Women and war - two words that I never really think about.
But yesterday, when I visited the war graves in my nearby town, women and war suddenly became related in my mind for the first time in all the years I have been going to my uncle's grave.
Whenever I visit the cemetery, I always think in terms of all the men who died in the World Wars, which of course was incredibly naive of me and made me think about how I have always perceived male and female roles in wartime.
A name on a grave, in the midst of all the graves dominated by men's names suddenly connected women and war for me way beyond the nursing role .
My husband was wandering around and noticed the name Evelyn Plume. She was 23 and a leading ACW in the Women's Auxilliary Air Force.
We stood there, under a beautiful blue sky, in the quiet calm of the cemetery, wondering what she did, how she died and what impact it had on her loved ones.
Not far away, in the local park where the big war memorial stands, the local 'great and good' where gathered for the solemn service that takes place each year on Remembrance Day.
The wind carried to us, the sound of the bugles and the mournful drone of the vicar's voice as he spoke the words always spoken on this day.
We stood there in silence, listening to the cry of the cemetery birds and the loud shivering of autumn leaves being shaken from trees by the force of nature.

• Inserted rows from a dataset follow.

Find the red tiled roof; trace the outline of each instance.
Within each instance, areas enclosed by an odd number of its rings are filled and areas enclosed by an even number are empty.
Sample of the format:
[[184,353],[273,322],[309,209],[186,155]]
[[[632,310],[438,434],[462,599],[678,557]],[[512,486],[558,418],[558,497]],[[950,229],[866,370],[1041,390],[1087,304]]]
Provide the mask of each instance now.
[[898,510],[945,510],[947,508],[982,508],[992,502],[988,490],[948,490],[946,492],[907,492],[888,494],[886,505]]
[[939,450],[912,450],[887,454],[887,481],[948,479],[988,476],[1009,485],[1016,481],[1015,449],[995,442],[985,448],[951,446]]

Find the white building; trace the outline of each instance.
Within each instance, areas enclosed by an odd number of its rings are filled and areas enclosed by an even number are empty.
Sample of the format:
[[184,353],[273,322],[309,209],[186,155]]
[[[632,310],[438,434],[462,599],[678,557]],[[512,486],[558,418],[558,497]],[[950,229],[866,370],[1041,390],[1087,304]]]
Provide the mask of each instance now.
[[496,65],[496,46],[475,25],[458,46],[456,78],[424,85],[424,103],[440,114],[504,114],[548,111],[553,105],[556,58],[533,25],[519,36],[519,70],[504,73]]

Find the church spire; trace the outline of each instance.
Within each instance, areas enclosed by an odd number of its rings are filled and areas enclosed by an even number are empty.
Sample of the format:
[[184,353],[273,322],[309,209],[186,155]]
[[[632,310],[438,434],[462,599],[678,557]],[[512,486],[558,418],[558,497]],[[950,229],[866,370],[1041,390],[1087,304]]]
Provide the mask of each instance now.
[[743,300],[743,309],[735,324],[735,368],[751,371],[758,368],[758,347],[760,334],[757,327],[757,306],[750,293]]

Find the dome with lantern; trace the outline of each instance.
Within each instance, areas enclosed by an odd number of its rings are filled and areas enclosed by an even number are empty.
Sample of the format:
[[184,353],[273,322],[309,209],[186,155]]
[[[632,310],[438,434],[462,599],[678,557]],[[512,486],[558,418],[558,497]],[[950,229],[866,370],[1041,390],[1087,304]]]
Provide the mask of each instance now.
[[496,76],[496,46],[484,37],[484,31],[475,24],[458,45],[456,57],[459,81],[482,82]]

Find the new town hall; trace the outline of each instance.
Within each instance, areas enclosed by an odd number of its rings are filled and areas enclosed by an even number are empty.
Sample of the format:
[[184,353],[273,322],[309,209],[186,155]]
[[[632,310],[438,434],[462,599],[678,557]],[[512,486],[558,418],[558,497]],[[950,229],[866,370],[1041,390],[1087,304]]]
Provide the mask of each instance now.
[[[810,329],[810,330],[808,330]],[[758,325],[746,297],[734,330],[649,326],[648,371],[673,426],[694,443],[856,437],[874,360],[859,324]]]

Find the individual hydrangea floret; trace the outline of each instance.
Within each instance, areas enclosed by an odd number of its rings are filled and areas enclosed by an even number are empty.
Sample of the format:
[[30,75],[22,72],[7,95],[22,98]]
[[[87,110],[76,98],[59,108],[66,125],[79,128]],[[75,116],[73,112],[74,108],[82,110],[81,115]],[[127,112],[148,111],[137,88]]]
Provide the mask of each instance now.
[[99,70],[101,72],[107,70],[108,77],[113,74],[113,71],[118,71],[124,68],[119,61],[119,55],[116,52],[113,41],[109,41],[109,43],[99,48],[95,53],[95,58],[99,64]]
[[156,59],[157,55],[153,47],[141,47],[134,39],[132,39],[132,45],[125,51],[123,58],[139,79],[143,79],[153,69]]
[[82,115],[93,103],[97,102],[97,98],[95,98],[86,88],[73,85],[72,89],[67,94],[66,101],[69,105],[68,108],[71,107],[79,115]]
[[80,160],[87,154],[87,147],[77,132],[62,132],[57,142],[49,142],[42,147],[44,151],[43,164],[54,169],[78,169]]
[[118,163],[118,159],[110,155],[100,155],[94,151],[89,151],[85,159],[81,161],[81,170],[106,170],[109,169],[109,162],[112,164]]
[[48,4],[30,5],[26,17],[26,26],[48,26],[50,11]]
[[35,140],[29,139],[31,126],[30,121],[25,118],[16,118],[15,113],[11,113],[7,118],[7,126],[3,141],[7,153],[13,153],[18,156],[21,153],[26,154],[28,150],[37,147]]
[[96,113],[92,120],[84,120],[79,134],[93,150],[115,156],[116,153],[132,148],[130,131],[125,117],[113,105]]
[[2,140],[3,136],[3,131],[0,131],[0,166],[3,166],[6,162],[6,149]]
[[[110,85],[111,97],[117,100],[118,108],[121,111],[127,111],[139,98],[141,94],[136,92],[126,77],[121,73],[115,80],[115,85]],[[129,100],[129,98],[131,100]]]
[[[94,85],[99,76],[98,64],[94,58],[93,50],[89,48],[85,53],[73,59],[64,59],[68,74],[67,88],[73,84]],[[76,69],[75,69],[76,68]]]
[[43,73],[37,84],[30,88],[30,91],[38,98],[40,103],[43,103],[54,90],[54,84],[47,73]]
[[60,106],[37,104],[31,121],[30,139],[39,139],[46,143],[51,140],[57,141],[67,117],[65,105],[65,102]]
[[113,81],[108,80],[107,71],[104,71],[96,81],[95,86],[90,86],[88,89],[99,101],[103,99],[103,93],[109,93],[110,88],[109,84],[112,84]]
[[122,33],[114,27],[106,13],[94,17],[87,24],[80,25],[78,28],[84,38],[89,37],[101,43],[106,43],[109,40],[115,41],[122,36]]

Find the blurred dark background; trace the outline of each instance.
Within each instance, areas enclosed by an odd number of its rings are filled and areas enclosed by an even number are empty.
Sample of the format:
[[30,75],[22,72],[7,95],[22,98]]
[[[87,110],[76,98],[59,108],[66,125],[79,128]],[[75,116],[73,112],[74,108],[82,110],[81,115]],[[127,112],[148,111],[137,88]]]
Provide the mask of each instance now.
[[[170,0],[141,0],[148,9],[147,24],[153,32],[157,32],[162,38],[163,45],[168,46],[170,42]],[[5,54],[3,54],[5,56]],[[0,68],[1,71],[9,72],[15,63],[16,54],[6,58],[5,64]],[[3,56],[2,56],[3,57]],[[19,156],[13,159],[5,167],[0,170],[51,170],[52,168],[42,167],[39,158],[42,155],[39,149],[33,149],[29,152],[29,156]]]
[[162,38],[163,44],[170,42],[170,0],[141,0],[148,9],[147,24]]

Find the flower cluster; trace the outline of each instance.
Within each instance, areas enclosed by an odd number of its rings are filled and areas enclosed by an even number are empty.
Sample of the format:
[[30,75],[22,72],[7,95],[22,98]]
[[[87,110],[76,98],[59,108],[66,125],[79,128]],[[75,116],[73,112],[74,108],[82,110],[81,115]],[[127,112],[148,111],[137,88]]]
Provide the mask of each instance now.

During the two minute silence, I usually think of my Uncle Charlie who died aged 19 and I place flowers on his grave.
But this year I thought of Evelyn and her family and wondered if her death unleashed the same hell in her house as it unleashed in my grandmother's house when Charlie died.
Women and war - mothers, sisters, grandmothers, wives, daughters, friends, women in active service - they were all affected and many lost their lives alongside the men.
In my own family, the death of a beloved son and brother was like a silent bomb going off and the debris has been quietly falling, for years, on those who vividly remember that day and all that followed.
My grandmother never got over losing her 19 year old son and my mother still grieves to this day for the big brother she loved so much.
After paying tribute to those who lay, forever asleep under the rows of white headstones, we went, as we always do, to the World War 1 graves.
And here, I was reminded again of women and war.
So many times I have stood by a monument where a figure of Jesus holds a poppy and yet, I have never really read what it is carved into the stone.
'To the Glory of God and in Proud and Loving Memory of the men of Ipswich Missing in the Great War 1914 - 1918.
Given by the Women of Ipswich June 1921."
There is also a short bible passage which, although I am not religious at all beyond believing in human values, does touch my heart.
Seeing those words really made me think in depth about the women who waited for the men to come home and what life was like for the ones whose men went missing and were never found.
The fact that two years after the war, the women of Ipswich created this memorial so that their loved ones would never be forgotten.
I wondered how many women used to go to that memorial as the only point of contact with the memory of their men.
What on earth was that like? I just can't imagine. Life just had to go on. No Post Traumatic Stress Counseling for any of them in those days.
Every year, I do pause on Remembrance Day to think of all the people of the world, of every race color and creed who have ever been and are still being affected by the rich mans wars, always fought by the poor man.
But this year, I paid special attention to women and war because of seeing Evelyn Plume's grave and the memorial to the men who went missing in World War 1 leaving countless grieving women behind.